Text Editor Theory

Since I am always dissatisfied with existing editors, the project I always wanted to run is my own text editor. However, text editing is a serious business.

Besides analyzing the source text of existing text editors, is there any book or other resource (for example, academic work) on this topic? I am particularly interested in what teaches how to handle memory and how to control text insertion (if you have a 100 MB file and you want to add char to position x, you can just memmove get a huge block text ...).

+41
editor data-structures theory text-editor
Jul 02 2018-10-22T00:
source share
11 answers

Take a look at the description of Rob Pike text editor Sam . Be sure to review the overview and high-level command language. He further describes analysis, memory management, and data structures.

Also, take a look at the Russ Cox simple regex implementation . It is easy to follow and can open some doors outside existing regular expression libraries.

+15
Jul 02 2018-10-22T00:
source share

Over the years I have written quite a few text editors. Of course, the easiest way is to manage a long sequence of characters where you copy everything around to insert any character. Other methods that I used include:

  • Represents a text file as a doubly linked list of text strings.
  • Build a tree-like data structure (sometimes called "rope" ), which begins as a solid line of characters, but has the ability to split, insert, and delete blocks of text without having to move the rest of the text.

Many of the older Borland example examples used a text editor as an example tutorial. You can sometimes find copies of these books in used bookstores almost free.

+14
Jul 02 2018-10-22T00:
source share

Here is a great tutorial that covers a lot of relevant topics in a more modern context:

Other answers to this question cover the buffer spaces.

Another modern highlight is the AvalonEdit description.

and additional details from:

and the book has a ton of details / content (about SharpDevelop):

+9
Jan 06 '12 at 22:01
source share

Promoted to answer on request:

The antique " Software Tools in Pascal " Kernighan and Plaugher "implements the ed editor in a language that contains neither real strings nor pointers. It contains a great overview of the design considerations underlying any text editor.

+8
Jul 02 '10 at 23:03
source share

One old method that still works is called the space buffer. The main idea is that you put the text in the buffer, but instead of putting it all in one block, you create a β€œspace” in the cursor, placing all the text before the cursor at the beginning of the buffer, and all the text after the cursor at the end of the buffer . Most insertions occur with a cursor, which you can do without moving anything (until you overflow the buffer). When the user moves the cursor, you move the corresponding text from one side of the split to the other.

Given the typical controls (cursor left, right, up, down, up, down), the biggest move you usually come across is the page at a time, which usually easily handles pretty quickly than the keyboard repeats. Of course, this can slow down if you have a really huge file and the goto line command or something in that order.

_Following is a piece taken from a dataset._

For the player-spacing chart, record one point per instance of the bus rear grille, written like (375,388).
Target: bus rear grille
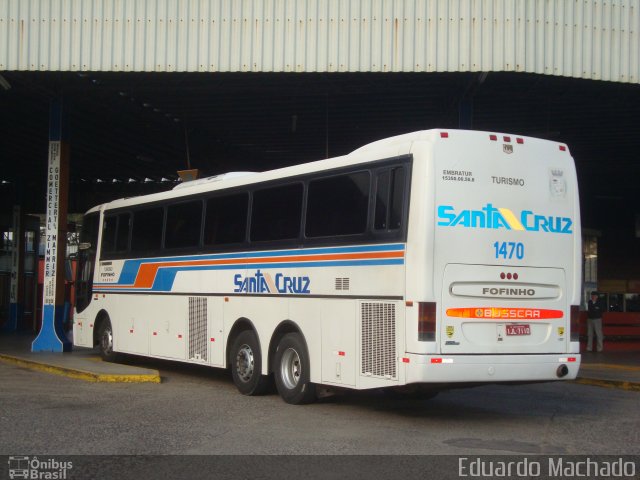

If you are going to do this, there are undoubtedly better structures to use ...

+6
Jul 02 '10 at 23:37
source share

This document compares many data structures that can be used for text editors, including those already mentioned here (for example, break buffers), as well as several others (for example, tables). The article is old, but I believe that it still covers all the main options, and it compares them well in terms of performance, complexity and space.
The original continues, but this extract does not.